Take stock of the high and low points. Healthy self-esteem and a can-do attitude are important to academic success, but insecurity over learning difficulties can start a frustrating cycle of failure. For this reason, it can be helpful to look back over the year and revisit the accomplishments and challenges your child has encountered so far.

Begin by looking at major tests and projects that earned top grades and praise from you and your child's teachers. Talk with your child about his or her inherent abilities. Is he a naturally good reader who might some day grow up to become a famous writer? Does she have an innate ability to understand the challenging mathematical concepts that lead to scientific and engineering marvels? As a parent or guardian, it's important to recognize and nurture your child's special talents. This will help build confidence and a will to meet new challenges.

It's likewise important to take a thoughtful look at trouble spots so far this year. Which subjects have been the most challenging? Which skills have been most difficult for your child to master? This type of a discussion can be tricky - you don't want it to be about criticism as much as observation. Your son or daughter needs to be reminded that absolutely no one is a genius at everything and that some people are bound to be more gifted in reading, writing and mathematics than others. But once you candidly pinpoint the weak spots, you can find a way to overcome them.

Create an action plan for improvement. Think of some unique ways to leverage your child's talents while shoring up the skills that need work. If your son or daughter is struggling in a particular area, talk with teachers and guidance counselors about how to improve. Simple steps - such as setting aside more time for homework, improving study habits or minimizing classroom distractions - may help solve the problem. Your child may also benefit from after-school programs that offer concentrated or one-on-one instruction.
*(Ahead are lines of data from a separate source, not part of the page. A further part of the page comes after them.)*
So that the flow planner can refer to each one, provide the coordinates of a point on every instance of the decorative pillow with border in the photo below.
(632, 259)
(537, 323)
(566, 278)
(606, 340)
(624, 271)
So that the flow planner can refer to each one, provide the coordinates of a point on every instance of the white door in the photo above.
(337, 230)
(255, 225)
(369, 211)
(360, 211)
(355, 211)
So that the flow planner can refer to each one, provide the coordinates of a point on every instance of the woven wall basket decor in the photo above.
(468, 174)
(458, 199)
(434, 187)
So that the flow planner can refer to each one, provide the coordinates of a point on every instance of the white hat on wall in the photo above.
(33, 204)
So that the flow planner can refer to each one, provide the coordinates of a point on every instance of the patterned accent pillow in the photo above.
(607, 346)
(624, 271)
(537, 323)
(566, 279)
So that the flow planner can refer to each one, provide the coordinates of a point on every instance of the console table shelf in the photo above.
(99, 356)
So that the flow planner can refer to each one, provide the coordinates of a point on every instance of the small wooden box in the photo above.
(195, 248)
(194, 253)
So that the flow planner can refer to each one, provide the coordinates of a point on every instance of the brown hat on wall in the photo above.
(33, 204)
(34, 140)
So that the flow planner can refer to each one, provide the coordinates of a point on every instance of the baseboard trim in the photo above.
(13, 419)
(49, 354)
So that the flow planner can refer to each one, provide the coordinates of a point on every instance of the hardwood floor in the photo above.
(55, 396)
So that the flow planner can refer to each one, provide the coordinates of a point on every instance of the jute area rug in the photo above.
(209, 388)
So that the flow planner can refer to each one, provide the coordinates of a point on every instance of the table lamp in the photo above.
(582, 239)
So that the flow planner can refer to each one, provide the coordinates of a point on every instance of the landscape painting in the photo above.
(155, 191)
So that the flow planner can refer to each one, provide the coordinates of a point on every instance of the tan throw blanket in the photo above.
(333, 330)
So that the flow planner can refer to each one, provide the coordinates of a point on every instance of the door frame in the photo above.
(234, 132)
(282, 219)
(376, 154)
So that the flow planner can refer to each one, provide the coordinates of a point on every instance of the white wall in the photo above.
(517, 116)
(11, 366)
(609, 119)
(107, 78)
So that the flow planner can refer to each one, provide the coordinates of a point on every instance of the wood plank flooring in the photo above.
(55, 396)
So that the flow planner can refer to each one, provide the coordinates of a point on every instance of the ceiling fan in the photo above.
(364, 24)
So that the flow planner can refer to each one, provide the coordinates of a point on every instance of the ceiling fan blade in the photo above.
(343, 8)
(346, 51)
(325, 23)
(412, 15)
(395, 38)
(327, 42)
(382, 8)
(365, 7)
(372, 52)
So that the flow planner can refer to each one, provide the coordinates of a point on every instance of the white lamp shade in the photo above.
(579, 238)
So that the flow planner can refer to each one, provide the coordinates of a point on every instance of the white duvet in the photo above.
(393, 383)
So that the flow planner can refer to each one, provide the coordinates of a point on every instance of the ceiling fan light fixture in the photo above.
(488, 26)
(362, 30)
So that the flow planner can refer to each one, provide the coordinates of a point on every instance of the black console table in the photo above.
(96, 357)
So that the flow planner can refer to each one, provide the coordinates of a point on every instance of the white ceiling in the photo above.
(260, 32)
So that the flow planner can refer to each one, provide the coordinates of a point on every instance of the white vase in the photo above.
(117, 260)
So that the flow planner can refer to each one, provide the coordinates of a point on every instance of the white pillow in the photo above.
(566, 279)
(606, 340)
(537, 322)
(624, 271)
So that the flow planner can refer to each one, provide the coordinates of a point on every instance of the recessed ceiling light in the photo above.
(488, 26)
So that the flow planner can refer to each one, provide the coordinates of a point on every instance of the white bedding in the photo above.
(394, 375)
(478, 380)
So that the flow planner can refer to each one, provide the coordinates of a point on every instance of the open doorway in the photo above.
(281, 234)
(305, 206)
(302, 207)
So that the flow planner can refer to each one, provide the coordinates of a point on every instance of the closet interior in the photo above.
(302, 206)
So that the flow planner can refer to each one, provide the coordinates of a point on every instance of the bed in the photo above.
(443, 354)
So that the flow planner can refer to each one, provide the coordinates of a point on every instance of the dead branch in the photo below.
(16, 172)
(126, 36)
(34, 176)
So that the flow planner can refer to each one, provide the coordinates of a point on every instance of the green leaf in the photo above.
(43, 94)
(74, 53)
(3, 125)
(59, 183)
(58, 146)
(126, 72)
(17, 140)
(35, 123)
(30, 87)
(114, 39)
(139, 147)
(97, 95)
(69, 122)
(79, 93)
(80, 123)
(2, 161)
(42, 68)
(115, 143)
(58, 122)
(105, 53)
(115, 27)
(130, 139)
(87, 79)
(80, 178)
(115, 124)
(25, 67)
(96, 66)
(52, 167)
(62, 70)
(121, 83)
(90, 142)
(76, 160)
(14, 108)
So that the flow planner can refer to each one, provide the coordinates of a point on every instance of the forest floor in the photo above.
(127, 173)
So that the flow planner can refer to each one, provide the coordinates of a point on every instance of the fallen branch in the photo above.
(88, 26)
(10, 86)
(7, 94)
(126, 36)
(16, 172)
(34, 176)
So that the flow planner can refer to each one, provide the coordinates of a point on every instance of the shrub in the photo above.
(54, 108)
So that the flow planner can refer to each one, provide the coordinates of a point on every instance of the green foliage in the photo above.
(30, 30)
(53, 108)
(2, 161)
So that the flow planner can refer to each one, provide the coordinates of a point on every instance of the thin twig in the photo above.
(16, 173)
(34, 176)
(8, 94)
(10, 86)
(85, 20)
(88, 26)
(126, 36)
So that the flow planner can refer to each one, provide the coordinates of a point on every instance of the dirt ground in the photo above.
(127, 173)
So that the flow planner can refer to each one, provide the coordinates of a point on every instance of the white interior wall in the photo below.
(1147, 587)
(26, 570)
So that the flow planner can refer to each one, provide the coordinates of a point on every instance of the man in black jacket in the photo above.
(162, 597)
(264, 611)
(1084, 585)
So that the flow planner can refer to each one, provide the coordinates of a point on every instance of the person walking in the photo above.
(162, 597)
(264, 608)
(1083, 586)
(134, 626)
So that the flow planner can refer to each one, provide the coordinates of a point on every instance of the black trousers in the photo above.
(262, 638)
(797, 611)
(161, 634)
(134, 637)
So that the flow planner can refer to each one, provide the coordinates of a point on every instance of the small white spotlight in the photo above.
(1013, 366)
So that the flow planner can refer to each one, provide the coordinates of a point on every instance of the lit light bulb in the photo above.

Teachers and guidance counselors should also be able to suggest activities that nurture your child's innate talents and interests. These might include book clubs for avid readers, extra-credit experiments and projects for the scientifically-minded, or "field trip" excursions to museums or other educational or historical sites that you can enjoy as a family. Nurturing these talents will help your child understand that despite the inevitable challenges, learning should be viewed as an adventure.

Identify benchmarks and rewards. There are several events in three or four months that can have a big impact on your child's academic future. If your child is in public school, the statewide tests given in the spring may determine whether or not he or she progresses to the next grade. Third and fourth-quarter exams and major assignments will likewise impact your child's grades and readiness for the increasingly challenging work that lies ahead. It's a good idea to contact your child's teachers to find out when the big tests will be given and when the big projects are due so you can make sure your child makes the best use of his or her time. Mark these events on a calendar and keep it readily at hand.

At the same time, it can also be inspiring to mark the fun and rewarding events ahead. In most school districts this means a week for Spring Break - which will hopefully include some of the learning activities suggested above. You might also mark exciting events such as birthdays, family trips and visits from relatives. And as long as you're blocking off the period for final exams, start thinking now about a way to celebrate the last day of school, when the rewards of your child's hard work become clear.